SuperNOVA is mostly more of the same, but a decent array of modes and a list of new songs help keep the experience feeling reasonably fresh.
- New mode gives you some entertaining single-player tasks to complete
- lots of songs and modes to choose from.
- Wildly varied song list means you may only like three or four songs
- EyeToy mode still seems tacked on and irrelevant.
The Dance Dance Revolution series was established in arcades eight years ago, rose to cult status with a few hints of mainstream success, and has now settled into its own niche. At this point, you probably already know if Dance Dance Revolution is for you or not, so whether you'll like this latest installment, DDR SuperNOVA, comes down to your feelings about the song list. With a heavy dose of domestic music, most of which doesn't necessarily fit the DDR profile, you might come away from SuperNOVA thinking that the series has been watered down a bit.
Most rhythm games live and die by their song list, but that's not to say that DDR is a single-minded game. There's a heavy list of modes available to play, including one built for progression-based single-player. Called stellar master mode, this option breaks the songs out into groups and has you moving between planets (called stellar joints) to take on tasks. These tasks include simple objectives like complete three songs, and they advance to asking you to get high ratings on songs at higher difficulty levels or to complete any song with a tempo of 150bpm or less. As you complete these tasks, you'll get to enter showdowns, which are shorter but often tougher tasks, like dancing part of a song while ignoring two of the arrows or dancing the steps in silence. This mode mixes the formula up nicely and is a great diversion for fans of the series.

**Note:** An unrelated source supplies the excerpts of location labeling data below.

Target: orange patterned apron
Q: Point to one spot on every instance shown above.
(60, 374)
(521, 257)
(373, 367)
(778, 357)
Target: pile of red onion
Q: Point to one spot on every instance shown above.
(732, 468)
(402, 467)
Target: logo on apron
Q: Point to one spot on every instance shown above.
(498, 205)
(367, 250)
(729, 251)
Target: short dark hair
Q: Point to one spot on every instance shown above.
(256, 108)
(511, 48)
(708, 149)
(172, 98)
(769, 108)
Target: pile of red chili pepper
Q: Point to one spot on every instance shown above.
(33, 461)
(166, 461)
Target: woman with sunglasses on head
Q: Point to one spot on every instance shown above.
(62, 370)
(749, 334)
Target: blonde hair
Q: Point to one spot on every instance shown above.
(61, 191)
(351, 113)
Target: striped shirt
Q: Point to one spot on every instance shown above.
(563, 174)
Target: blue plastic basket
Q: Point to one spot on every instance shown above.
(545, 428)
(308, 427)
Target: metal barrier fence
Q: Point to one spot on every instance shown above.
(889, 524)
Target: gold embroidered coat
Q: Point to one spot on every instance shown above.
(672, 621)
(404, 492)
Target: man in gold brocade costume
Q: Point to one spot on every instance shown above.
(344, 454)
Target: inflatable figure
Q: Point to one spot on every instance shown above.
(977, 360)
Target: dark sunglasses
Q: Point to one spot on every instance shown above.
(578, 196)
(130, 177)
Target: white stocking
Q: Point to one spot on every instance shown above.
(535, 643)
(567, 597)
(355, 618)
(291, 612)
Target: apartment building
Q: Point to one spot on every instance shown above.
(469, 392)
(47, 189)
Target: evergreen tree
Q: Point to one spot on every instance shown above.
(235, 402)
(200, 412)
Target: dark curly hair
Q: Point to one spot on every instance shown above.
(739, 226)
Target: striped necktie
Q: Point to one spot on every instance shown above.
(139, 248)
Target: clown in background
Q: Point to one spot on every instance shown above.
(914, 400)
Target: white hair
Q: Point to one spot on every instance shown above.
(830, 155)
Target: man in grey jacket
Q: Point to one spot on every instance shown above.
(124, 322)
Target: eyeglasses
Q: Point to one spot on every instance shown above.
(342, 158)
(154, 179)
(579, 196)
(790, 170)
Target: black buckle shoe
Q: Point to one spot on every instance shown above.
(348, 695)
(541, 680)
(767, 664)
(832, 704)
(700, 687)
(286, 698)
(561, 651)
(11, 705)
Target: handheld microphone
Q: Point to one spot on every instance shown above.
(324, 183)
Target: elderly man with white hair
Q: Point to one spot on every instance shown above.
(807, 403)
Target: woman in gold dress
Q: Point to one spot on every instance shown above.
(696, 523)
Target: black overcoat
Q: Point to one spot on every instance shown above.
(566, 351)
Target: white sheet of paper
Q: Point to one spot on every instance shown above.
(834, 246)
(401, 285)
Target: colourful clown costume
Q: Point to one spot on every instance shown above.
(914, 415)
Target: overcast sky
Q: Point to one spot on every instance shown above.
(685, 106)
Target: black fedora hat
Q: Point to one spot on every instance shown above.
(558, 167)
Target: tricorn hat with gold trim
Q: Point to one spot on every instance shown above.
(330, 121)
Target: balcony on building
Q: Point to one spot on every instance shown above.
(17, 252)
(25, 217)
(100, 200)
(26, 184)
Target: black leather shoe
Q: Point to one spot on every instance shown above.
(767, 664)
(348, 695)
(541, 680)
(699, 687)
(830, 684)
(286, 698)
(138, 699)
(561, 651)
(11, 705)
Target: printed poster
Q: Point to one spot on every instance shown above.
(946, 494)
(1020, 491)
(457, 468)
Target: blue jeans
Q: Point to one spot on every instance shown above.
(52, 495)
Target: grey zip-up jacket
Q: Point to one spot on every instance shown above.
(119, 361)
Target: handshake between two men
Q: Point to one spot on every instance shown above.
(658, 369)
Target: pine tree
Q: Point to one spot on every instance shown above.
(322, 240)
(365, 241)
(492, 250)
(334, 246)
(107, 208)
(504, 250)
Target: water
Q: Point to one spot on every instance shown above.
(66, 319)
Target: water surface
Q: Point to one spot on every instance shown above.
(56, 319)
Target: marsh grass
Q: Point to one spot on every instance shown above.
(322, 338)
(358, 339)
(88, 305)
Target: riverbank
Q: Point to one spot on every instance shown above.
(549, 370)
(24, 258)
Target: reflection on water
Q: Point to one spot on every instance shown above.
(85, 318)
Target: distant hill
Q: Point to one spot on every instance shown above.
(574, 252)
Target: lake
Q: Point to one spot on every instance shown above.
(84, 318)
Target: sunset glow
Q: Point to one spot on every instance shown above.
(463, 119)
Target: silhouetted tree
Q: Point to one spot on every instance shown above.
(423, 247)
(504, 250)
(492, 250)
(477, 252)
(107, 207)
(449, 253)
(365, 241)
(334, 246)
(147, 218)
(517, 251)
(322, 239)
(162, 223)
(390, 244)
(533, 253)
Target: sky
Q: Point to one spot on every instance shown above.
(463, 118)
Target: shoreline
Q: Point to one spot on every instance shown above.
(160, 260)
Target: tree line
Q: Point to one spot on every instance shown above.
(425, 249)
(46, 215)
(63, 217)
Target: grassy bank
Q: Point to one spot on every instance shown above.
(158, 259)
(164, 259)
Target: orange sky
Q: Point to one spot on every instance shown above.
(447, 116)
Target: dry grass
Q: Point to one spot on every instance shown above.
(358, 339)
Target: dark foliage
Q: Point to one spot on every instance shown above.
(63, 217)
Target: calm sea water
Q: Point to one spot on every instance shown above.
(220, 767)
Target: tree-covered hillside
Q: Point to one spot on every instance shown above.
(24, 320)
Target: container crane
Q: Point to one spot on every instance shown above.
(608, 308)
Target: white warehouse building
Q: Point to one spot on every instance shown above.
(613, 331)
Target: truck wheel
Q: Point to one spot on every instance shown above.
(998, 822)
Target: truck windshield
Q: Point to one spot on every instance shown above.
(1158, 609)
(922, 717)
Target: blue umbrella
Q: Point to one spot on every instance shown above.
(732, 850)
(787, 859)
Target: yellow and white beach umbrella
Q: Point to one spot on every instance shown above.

Of course, if you don't want to mess around with the task-based stellar master mode, everything else you'd expect to see in a DDR game on the PlayStation 2 is also present, including EyeToy support. The regular game mode lets you dance a set of songs like the arcade version does. Workout mode is still there to help you count calories. The advanced mode menu is where you'll find courses of multiple songs, endless mode, a two-player battle mode, and more. Some of the advanced modes have to be unlocked. As you dance, you earn points that can be spent in the game's shop to unlock different arrow graphics, new characters, music, backgrounds, and yes, the rest of the advanced modes. In addition, there's an online mode that'll let you compare scores online and dance against another player. We often had trouble finding opponents during the game's week of release. Perhaps the base of online players will grow over time, but it seems like this option will only be useful if you have a far-away friend that you want to dance with.
The song list in the US version of DDR SuperNOVA contains a fair amount of the fast-moving beat-driven dance music you've come to expect from the series, including tracks from Captain Jack and BeForU. But there's also a lot of "other" music in there, too. In this category falls domestic music like "Video Killed the Radio Star" by The Buggles, "Since U Been Gone" by Kelly Clarkson, and "Dance, Dance" by Fall Out Boy, but then you've also got "Battle Without Honor or Humanity" by Tomoyasu Hotei, which is better known as "that song from Kill Bill." Some of the songs with music videos play those videos while you dance. On one hand, that's great, because it means this game prominently features Captain Lou Albano. But on the other hand, there's something unsettling about watching video of real people actually dancing while you're standing in your living room, mashing out robotic steps on a dance mat. Either way, purists may dislike some of the song choices, but those same purists probably already own DDR games with the songs they like the most. As much as we hate to say it, you can't expect Konami to just put "Boom Boom Dollar" in every single release.
Graphically, the game offers the sort of display you'd expect from a DDR game. The polygonal backgrounds are a little more detailed and varied this time around, and the quality of the music videos is good, too.
While beginners will be able to use the tutorials to get up to speed, at this point, it's hard to imagine someone picking up DDR for the first time and falling in love with it the same way people did eight years ago. If you're still hooked on DDR, this is a quality installment that you might actually hate, depending on how you feel about the song list. So give that song list a long, hard look, and use that to make your final decision.